Search code examples
javaapache-flink

Apache flink - usage of TumblingProcessingTimeWindow with TimeCharacteristic.EventTime


It looks like TumblingProcessingTimeWindow always uses "Ingestion time". Is there any way to force windowing on the event time?

My use-case is quite simple I recieve events that contain "event timestamp", and want them to be aggregated based on event time.

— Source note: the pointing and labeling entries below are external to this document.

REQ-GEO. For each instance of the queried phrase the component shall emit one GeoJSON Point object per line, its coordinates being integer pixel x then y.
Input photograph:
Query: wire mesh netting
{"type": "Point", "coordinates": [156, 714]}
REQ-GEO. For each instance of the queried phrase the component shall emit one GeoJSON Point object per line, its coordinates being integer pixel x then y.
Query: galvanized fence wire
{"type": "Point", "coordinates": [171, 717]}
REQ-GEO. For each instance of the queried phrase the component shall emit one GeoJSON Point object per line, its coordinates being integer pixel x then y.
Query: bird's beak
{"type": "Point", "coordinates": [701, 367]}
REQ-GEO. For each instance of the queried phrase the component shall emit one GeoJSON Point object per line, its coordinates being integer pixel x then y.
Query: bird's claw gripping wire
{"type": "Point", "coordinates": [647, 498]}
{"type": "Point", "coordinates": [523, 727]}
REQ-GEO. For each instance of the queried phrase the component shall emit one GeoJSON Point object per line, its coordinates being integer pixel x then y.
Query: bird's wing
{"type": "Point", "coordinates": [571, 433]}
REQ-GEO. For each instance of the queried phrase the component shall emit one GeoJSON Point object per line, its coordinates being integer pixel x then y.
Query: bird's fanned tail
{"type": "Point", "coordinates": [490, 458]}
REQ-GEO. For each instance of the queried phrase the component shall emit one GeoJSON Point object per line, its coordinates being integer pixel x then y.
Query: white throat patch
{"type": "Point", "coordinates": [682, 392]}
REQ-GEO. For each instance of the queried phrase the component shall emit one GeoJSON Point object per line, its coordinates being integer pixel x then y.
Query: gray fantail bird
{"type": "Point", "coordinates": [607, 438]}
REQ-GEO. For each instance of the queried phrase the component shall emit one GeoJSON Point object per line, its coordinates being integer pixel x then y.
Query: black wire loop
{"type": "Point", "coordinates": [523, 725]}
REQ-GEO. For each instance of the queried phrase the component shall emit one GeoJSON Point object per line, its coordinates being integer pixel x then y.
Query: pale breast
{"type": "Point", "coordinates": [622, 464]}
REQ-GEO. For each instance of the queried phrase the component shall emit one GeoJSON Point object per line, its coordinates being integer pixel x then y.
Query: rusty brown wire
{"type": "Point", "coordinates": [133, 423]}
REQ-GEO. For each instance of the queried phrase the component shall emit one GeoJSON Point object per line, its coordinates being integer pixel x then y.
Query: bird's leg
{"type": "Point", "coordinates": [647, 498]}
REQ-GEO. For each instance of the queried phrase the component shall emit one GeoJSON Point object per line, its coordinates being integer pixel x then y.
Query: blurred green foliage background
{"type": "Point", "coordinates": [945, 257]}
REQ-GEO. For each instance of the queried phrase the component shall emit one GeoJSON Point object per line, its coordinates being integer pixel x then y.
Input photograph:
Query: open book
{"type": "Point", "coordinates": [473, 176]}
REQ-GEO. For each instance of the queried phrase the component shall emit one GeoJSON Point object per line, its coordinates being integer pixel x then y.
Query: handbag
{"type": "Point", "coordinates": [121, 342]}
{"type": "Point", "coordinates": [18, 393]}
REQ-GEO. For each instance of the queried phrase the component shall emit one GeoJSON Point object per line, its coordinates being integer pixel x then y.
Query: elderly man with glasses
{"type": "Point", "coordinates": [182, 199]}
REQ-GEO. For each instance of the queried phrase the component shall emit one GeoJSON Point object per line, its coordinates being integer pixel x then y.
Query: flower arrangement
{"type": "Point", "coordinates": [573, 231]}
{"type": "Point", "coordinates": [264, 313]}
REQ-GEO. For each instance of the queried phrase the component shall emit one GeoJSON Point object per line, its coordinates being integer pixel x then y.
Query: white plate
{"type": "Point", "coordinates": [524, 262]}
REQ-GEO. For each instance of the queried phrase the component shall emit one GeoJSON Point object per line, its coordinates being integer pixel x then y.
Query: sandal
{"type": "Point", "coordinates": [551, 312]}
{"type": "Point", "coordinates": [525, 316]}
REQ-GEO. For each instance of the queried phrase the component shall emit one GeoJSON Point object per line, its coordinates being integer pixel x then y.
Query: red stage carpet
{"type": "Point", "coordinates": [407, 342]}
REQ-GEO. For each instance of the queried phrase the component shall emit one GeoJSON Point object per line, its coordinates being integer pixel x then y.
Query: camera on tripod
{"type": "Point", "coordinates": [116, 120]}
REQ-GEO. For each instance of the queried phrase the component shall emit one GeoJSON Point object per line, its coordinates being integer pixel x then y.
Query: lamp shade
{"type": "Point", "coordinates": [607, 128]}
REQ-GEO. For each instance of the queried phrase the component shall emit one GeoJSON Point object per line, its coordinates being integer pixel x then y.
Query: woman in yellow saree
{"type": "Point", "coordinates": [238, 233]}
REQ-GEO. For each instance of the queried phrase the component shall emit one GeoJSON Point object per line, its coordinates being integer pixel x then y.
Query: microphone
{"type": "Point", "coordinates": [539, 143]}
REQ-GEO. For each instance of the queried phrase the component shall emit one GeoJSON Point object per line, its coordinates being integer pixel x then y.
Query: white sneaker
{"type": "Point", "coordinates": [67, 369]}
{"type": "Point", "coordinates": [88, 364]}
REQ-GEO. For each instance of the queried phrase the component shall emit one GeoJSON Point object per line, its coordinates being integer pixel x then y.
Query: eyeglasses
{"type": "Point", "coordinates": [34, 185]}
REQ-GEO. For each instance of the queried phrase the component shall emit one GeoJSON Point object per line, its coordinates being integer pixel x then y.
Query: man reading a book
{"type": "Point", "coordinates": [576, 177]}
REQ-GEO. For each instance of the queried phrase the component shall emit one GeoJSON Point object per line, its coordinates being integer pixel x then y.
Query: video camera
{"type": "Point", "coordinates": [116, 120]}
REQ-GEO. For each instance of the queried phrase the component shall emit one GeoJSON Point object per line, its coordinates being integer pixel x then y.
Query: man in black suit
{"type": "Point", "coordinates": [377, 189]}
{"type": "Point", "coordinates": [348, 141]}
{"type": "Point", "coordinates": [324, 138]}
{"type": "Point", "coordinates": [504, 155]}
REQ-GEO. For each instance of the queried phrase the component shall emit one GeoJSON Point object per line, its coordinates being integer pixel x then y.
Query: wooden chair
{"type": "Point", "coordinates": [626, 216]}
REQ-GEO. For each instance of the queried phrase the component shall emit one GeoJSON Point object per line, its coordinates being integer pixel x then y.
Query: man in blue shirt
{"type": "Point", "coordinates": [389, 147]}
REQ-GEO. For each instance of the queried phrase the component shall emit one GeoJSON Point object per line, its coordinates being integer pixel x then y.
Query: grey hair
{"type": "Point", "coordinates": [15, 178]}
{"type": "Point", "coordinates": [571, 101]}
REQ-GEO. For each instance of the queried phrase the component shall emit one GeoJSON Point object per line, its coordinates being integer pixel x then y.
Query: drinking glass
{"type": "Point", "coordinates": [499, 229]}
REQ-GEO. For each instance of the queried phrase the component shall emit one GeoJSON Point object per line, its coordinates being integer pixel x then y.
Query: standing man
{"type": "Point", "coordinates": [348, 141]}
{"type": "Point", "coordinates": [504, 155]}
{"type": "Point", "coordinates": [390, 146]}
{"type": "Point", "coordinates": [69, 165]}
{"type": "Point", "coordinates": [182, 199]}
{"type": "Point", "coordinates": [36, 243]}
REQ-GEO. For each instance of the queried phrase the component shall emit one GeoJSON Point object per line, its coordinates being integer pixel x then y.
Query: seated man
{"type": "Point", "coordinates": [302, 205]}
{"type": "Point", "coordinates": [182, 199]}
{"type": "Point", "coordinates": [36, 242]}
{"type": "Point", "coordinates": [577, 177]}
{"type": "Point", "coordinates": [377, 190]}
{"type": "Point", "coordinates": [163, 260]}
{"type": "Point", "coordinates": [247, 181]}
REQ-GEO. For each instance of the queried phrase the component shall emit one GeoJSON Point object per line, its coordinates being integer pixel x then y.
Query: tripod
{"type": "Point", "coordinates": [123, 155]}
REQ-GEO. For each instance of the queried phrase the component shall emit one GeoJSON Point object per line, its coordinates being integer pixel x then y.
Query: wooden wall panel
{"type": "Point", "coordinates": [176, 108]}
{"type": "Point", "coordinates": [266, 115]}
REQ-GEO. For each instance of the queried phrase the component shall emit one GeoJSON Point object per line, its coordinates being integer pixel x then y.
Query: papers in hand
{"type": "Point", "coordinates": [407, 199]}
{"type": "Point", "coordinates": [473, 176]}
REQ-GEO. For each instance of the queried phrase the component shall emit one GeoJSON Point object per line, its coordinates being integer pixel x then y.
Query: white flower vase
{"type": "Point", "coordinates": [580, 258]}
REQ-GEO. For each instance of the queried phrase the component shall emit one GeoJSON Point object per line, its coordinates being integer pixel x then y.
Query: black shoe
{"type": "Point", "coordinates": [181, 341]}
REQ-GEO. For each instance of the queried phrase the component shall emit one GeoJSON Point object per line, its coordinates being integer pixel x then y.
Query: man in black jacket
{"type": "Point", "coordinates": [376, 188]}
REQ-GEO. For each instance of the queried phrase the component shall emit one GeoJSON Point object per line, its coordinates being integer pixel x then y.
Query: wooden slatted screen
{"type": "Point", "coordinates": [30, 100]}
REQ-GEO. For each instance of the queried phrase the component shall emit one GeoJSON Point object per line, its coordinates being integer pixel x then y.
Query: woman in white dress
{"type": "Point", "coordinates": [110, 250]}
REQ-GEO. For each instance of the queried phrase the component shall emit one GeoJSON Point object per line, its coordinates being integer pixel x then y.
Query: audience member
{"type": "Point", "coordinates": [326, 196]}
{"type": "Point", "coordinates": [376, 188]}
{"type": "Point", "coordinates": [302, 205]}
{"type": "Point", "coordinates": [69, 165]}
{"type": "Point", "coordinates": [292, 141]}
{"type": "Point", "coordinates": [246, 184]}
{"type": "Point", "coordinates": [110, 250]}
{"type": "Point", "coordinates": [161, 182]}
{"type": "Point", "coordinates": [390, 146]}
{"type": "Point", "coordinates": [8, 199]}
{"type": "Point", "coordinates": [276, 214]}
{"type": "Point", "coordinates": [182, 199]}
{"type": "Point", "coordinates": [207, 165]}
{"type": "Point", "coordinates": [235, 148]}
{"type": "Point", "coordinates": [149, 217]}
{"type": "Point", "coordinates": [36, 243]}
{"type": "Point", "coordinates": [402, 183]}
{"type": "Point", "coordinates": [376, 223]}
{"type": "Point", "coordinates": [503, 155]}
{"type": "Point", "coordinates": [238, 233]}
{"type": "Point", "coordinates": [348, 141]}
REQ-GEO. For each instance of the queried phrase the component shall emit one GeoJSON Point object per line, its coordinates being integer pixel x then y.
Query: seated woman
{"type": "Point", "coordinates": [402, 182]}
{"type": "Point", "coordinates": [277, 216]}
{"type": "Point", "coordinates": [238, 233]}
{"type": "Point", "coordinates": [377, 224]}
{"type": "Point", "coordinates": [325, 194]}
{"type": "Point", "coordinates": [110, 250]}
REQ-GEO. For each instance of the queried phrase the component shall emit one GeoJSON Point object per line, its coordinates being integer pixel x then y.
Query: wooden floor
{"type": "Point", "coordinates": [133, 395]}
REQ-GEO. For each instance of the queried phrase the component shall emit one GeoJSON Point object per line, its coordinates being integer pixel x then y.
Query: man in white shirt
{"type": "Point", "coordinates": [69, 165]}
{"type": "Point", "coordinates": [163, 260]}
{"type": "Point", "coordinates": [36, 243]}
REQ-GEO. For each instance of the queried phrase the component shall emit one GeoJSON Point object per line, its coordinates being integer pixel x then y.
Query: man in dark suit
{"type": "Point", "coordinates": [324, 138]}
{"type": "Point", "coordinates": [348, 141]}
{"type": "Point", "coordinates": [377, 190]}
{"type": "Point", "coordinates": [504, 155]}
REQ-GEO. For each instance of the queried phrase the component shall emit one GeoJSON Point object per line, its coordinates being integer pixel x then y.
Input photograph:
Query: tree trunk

E.g. in following code I expect 2 outputs:

public class WindowExample {

private static final SimpleDateFormat FORMAT = new SimpleDateFormat("HH:mm:ss");

public static void main(String[] args) throws Exception {
    final StreamExecutionEnvironment env = StreamExecutionEnvironment.getExecutionEnvironment();

    env.setStreamTimeCharacteristic(TimeCharacteristic.EventTime);
    DataStreamSource<Bean> beans = env.fromElements(
        new Bean(1, 1, "12:00:00"),
        new Bean(1, 2, "12:00:03"),
        new Bean(1, 1, "12:00:04"),  //window of 3 sec trigger here
        new Bean(1, 2, "12:00:05"),
        new Bean(1, 3, "12:00:06"),
        new Bean(1, 3, "12:00:07")   //window of 3 sec trigger here
    );

    beans.assignTimestampsAndWatermarks(new AscendingTimestampExtractor<Bean>() {
        @Override public long extractAscendingTimestamp(Bean element) {
            return element.getTs();
        }
    })
        .keyBy("id")
        .window(TumblingProcessingTimeWindows.of(Time.seconds(3)))
        .max("value")
        .addSink(new SinkFunction<Bean>() {

            @Override public void invoke(Bean value, Context context) {
                System.out.println("Sync on: "+value);
            }
        });
    env.execute("Windowing test");
}

public static class Bean {

    private int id;
    private int value;
    private long ts;

    public Bean() {
    }

    Bean(int id, int value, String time) throws ParseException {
        this.id = id;
        this.value = value;
        this.ts = FORMAT.parse(time).toInstant().toEpochMilli();
    }

    long getTs() {
        return ts;
    }
    // other getters and setters
}

}


Solution

  • Flink allows the use of processing time windows with event time streams, because there are legitimate use cases for that. But if you do want event time windowing, you need to ask for it. In this case you should be using TumblingEventTimeWindows.